UTWORY EWY JOWIK- WYRÓŻNIENIE W VII BIELSKIM KONKURSIE SATYRYCZNYM WRZUĆ NA LUZ W KATEGORII LITERACKIEJ 2018
WYRÓŻNIENIE
W VII BIELSKIM KONKURSIE SATYRYCZNYM
WRZUĆ NA LUZ
W KATEGORII LITERACKIEJ
EWA JOWIK
TRZY ŚPIEWNE WIERSZE
WEŹ PSA
Urodziny
Pradziad, co miał dzieci piątkę,
kończy dziś dziewięćdziesiątkę,
więc zjechała się rodzina do nestora.
Są zakąski, więc pospołu wszyscy pchają się do stołu,
bo po porcji życzeń jest na żarcie pora.
Są butelki i kieliszki, pasztet, metr kaszanej kiszki,
gąska, śląska, szynka, boczek i śledziki.

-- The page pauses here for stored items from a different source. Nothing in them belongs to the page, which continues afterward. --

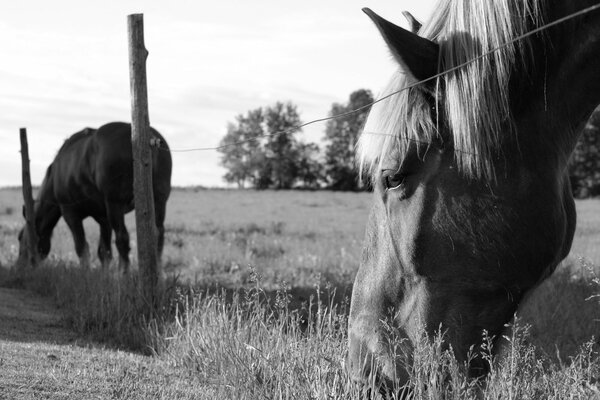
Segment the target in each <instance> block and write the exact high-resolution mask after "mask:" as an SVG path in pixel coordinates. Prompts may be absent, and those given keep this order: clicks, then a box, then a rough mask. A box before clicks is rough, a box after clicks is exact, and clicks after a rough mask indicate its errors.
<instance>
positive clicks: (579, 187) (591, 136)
mask: <svg viewBox="0 0 600 400" xmlns="http://www.w3.org/2000/svg"><path fill="white" fill-rule="evenodd" d="M569 175H570V177H571V187H572V189H573V194H574V195H575V197H578V198H585V197H590V196H598V195H600V106H598V107H597V108H596V110H595V111H594V113H593V114H592V116H591V117H590V119H589V121H588V123H587V125H586V126H585V128H584V130H583V133H582V135H581V137H580V138H579V141H578V142H577V146H575V151H574V152H573V155H572V156H571V161H570V166H569Z"/></svg>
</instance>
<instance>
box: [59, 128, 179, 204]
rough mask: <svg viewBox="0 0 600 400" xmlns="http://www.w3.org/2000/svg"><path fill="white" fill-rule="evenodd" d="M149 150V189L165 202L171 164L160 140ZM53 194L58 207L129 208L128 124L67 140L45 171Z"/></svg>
mask: <svg viewBox="0 0 600 400" xmlns="http://www.w3.org/2000/svg"><path fill="white" fill-rule="evenodd" d="M151 133H152V137H154V138H157V139H159V140H158V146H156V145H154V146H152V149H153V150H152V154H153V186H154V195H155V197H157V199H156V200H157V201H158V202H166V201H167V199H168V197H169V194H170V191H171V169H172V161H171V154H170V152H169V147H168V145H167V143H166V141H165V140H164V138H163V137H162V136H161V135H160V133H158V131H156V130H155V129H153V128H151ZM49 171H51V174H52V177H51V178H52V182H53V191H54V195H55V197H56V199H57V201H58V202H59V203H60V204H81V207H82V208H87V207H89V203H91V202H94V203H96V204H98V205H101V204H104V203H105V202H107V201H108V202H113V203H121V204H126V205H128V207H127V208H129V206H132V205H133V156H132V145H131V124H129V123H124V122H110V123H108V124H105V125H102V126H101V127H100V128H98V129H92V128H85V129H83V130H82V131H80V132H77V133H75V134H73V135H72V136H71V137H69V138H68V139H67V140H66V141H65V143H64V144H63V146H62V147H61V148H60V150H59V151H58V154H57V155H56V157H55V159H54V161H53V163H52V165H51V169H49Z"/></svg>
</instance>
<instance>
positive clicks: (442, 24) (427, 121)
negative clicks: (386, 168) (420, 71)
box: [357, 0, 542, 180]
mask: <svg viewBox="0 0 600 400" xmlns="http://www.w3.org/2000/svg"><path fill="white" fill-rule="evenodd" d="M541 2H542V0H493V1H492V0H490V1H480V0H476V1H475V0H441V1H440V2H439V4H438V5H437V7H436V8H435V11H434V14H433V15H432V16H431V18H430V20H429V21H428V22H427V23H426V24H425V25H423V27H422V28H421V30H420V32H419V34H420V35H421V36H423V37H426V38H428V39H430V40H433V41H436V42H437V43H438V44H439V45H440V66H439V70H440V71H443V70H448V69H451V68H453V67H456V66H458V65H461V64H463V63H465V62H466V61H469V60H472V59H474V58H476V57H478V56H481V55H482V54H485V53H487V52H489V51H491V50H493V49H496V48H498V47H500V46H501V45H503V44H505V43H507V42H509V41H510V40H511V39H513V38H514V37H516V36H519V35H521V34H523V33H525V32H526V31H527V30H528V27H529V26H530V25H531V23H532V20H533V21H535V23H539V21H540V19H541V17H540V16H541V10H540V8H541V6H540V3H541ZM519 46H524V45H523V44H512V45H509V46H507V47H504V48H503V49H502V50H499V51H495V52H493V53H492V54H491V55H489V56H486V57H483V58H481V59H479V60H478V61H475V62H473V63H470V64H468V65H466V66H464V67H462V68H460V69H458V70H456V71H454V72H451V73H448V74H446V75H443V76H441V77H439V78H437V79H438V81H437V82H436V83H435V88H436V89H435V93H433V96H434V98H435V99H436V101H439V102H441V104H443V105H444V107H445V109H444V112H445V116H446V121H444V122H445V124H447V126H448V128H449V130H450V135H451V140H452V141H453V143H452V145H453V148H454V156H455V159H456V163H457V165H458V168H459V171H461V172H462V173H464V174H465V175H466V176H468V177H471V178H483V179H488V180H493V179H495V171H494V167H493V165H494V164H493V157H494V155H497V154H498V153H499V152H501V143H502V140H503V136H504V135H506V134H511V133H512V128H513V121H512V117H511V113H510V105H509V98H508V87H509V85H508V84H509V79H510V75H511V71H512V70H513V68H514V67H515V64H516V63H517V62H518V61H520V60H518V59H517V58H518V57H517V49H518V48H519ZM519 54H520V55H521V58H522V55H523V54H525V52H520V53H519ZM413 83H415V80H414V78H412V77H411V75H410V74H407V73H406V72H405V71H398V73H396V74H394V76H393V77H392V79H391V81H390V82H389V84H388V85H387V87H386V89H384V92H383V93H382V96H384V95H386V94H389V93H392V92H395V91H398V90H400V89H402V88H403V87H406V86H408V85H410V84H413ZM440 87H443V88H444V90H438V88H440ZM430 108H431V105H430V103H429V102H428V101H427V99H426V98H425V96H424V93H423V91H422V90H421V89H418V88H414V89H409V90H404V91H402V92H400V93H399V94H397V95H394V96H391V97H389V98H388V99H386V100H384V101H381V102H380V103H377V104H375V105H374V106H373V107H372V109H371V112H370V113H369V117H368V118H367V121H366V123H365V127H364V130H363V133H362V134H361V137H360V139H359V143H358V149H357V153H358V159H359V163H360V169H361V171H364V170H368V171H369V172H370V173H377V171H379V170H380V168H381V162H382V160H383V159H384V158H385V157H386V156H388V155H390V154H394V155H396V154H398V156H399V157H400V159H401V160H402V159H403V157H404V155H406V154H407V151H408V149H409V146H410V144H411V143H415V142H416V143H425V144H427V143H431V142H432V141H433V140H434V139H435V138H436V137H438V129H437V126H438V123H437V122H438V121H435V118H434V116H433V114H434V113H432V112H431V109H430ZM396 152H397V153H396Z"/></svg>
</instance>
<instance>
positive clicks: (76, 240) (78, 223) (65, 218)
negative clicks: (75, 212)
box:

Flaki, bigos, a na słodko, sernik, piernik, keks z szarlotką,
ptysie oraz lukrowane rogaliki.
Na toasty wszyscy wstają,
często-gęsto polewają,
w dzień urodzin nikt za kołnierz nie wylewa.
Po toaście każdy siada
i znów pije do pradziada.
Wuj fałszując, po raz szósty
„Sto lat” śpiewa,
Znów butelki ktoś donosi:
- Wytrawne dla babci Zosi!
W głowach szybko zakręciło się rodzinie,
a gdy wino rozlał tato,
było wszystko na bogato:
pasztet, indyk oraz zimne nóżki w winie.
Kum w sypialni dorwał ciotkę,
chce ją uwieść „na szarlotkę”,
bowiem żonę po wódeczce boli głowa.
Stryj, co koniak pił (na serce),
zasnął z wąsem w salaterce,
gdy się zbudzi, pewnie będzie pić od nowa.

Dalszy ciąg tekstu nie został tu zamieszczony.